Here, the mother had received services since 2010. She showed progress while in residential treatment in the latter half of 2011 and early 2012, but relapsed shortly after leaving that controlled environment. She showed another period of effort and progress, but shortly after the juvenile court allowed her additional time to seek reunification in March 2013, the mother displayed numerous indicators her sobriety was at risk: she was offering marijuana for sale on her cellphone; she was associating with people engaged in using and selling drugs; and she was again involved with a violent paramour. In these circumstances, the failure of DHS to increase visitation in the last months before termination is understandable.

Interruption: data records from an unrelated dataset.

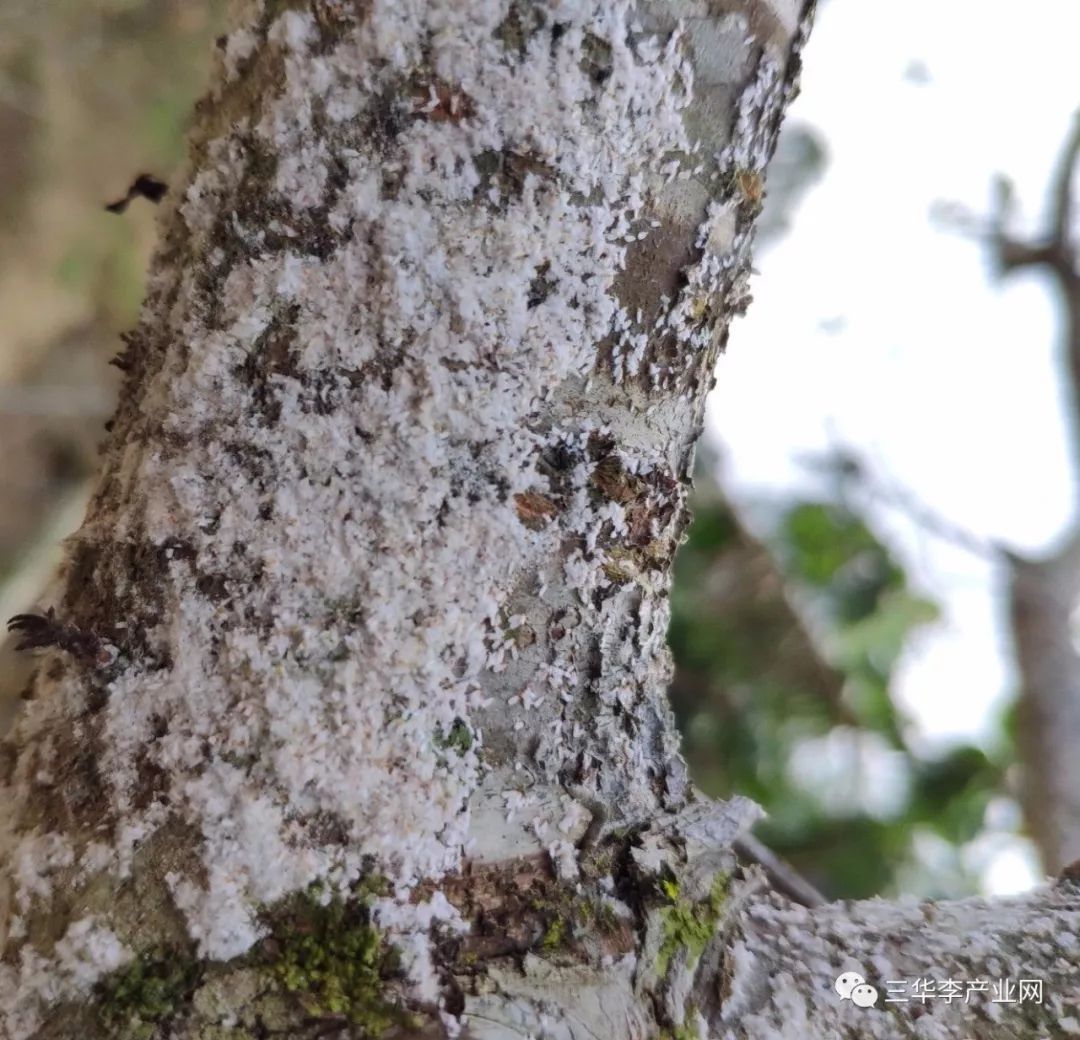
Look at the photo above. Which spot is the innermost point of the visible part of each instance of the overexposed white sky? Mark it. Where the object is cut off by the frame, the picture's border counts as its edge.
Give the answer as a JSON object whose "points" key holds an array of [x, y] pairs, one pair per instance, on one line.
{"points": [[945, 380]]}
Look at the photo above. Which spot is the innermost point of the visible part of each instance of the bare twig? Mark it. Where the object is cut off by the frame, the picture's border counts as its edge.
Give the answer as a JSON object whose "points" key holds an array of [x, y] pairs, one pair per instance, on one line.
{"points": [[782, 876]]}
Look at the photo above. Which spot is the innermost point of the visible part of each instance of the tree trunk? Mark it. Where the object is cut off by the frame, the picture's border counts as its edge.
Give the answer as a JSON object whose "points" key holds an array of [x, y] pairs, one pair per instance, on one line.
{"points": [[352, 719]]}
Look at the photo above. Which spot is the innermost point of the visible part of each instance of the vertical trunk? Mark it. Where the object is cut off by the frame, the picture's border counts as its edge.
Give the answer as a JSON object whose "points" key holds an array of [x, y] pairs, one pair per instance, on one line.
{"points": [[373, 589], [351, 718]]}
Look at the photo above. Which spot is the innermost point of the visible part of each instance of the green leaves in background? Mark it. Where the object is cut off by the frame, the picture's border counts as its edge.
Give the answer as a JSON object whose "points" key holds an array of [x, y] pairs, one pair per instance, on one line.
{"points": [[807, 725]]}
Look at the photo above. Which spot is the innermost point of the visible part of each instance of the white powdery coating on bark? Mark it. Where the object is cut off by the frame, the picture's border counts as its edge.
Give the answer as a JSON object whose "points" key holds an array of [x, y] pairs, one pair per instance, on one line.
{"points": [[781, 971], [395, 504], [86, 953]]}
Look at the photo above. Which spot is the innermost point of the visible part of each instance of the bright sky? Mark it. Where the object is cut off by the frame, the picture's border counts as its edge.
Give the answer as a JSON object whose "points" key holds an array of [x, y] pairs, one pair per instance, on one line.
{"points": [[945, 380]]}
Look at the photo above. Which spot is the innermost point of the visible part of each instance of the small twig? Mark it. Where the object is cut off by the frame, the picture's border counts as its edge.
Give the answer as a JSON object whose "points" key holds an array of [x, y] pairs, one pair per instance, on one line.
{"points": [[39, 631], [849, 468], [782, 876], [145, 186]]}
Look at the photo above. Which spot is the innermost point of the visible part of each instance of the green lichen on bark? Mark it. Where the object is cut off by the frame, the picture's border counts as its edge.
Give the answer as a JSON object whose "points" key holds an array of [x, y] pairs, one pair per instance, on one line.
{"points": [[689, 926], [336, 963], [146, 994]]}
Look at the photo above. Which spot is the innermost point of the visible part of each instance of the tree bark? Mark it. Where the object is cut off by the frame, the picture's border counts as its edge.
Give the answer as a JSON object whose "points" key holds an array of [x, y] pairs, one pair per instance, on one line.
{"points": [[1044, 591], [351, 719]]}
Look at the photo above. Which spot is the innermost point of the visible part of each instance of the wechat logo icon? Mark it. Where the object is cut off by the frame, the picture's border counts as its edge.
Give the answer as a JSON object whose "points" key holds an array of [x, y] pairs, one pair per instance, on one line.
{"points": [[852, 986]]}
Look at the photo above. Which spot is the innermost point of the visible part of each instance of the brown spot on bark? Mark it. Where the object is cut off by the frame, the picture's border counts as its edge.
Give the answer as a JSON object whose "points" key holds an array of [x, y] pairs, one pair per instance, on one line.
{"points": [[441, 103], [535, 510]]}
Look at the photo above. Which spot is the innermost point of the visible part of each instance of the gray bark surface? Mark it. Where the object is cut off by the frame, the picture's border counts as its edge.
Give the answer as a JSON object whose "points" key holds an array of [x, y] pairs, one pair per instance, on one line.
{"points": [[351, 717]]}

We have repeatedly followed the principle that the statutory time line must be followed and children should not be forced to wait for their parent to grow up. We have also indicated that a good prediction of the future conduct of a parent is to look at the past conduct. Thus, in considering the impact of a drug addiction, we must consider the treatment history of the parent to gauge the likelihood the parent will be in a position to parent the child in the foreseeable future. Where the parent has been unable to rise above the addiction and experience sustained sobriety in a noncustodial setting, and establish the essential support system to maintain sobriety, there is little hope of success in parenting.

In re N.F., 579 N.W.2d 338, 341 (Iowa Ct. App. 1998); see also In re J.A.D.-F., 776 N.W.2d 879, 884-85 (Iowa Ct. App. 2009).

B. Statutory best interests.

Iowa Code section 232.116(3)(c) provides that the "court need not terminate the relationship between the parent and child" if "[t]here is clear and convincing evidence that the termination would be detrimental to the child at the time due to the closeness of the parent-child relationship." The mother argues the parent-child bond should preclude termination.[3]

Upon our de novo review, we conclude that termination and adoption will best further the "long-term nurturing and growth" of the children, and best provide for their physical, mental, and emotional needs. See Iowa Code § 232.116(2). The children have been with the same foster family since May 2013 and have done well in that environment. See id. § 232.116(2)(b). They have become integrated into the foster family and that family is willing and able to provide permanency. See id. And while there is evidence of a bond between mother and children, the evidence does not establish that bond is so close that termination will be detrimental to the children. See id. § 232.116(3)(c). The younger two children have spent much of their lives out of the mother's care and custody, and the oldest child continues to distrust the mother's ability to protect him. We agree with the juvenile court that termination of the mother's parental rights "is the only reasonable means to establish permanency and safety for the children." We therefore affirm the termination of the mother's parental rights.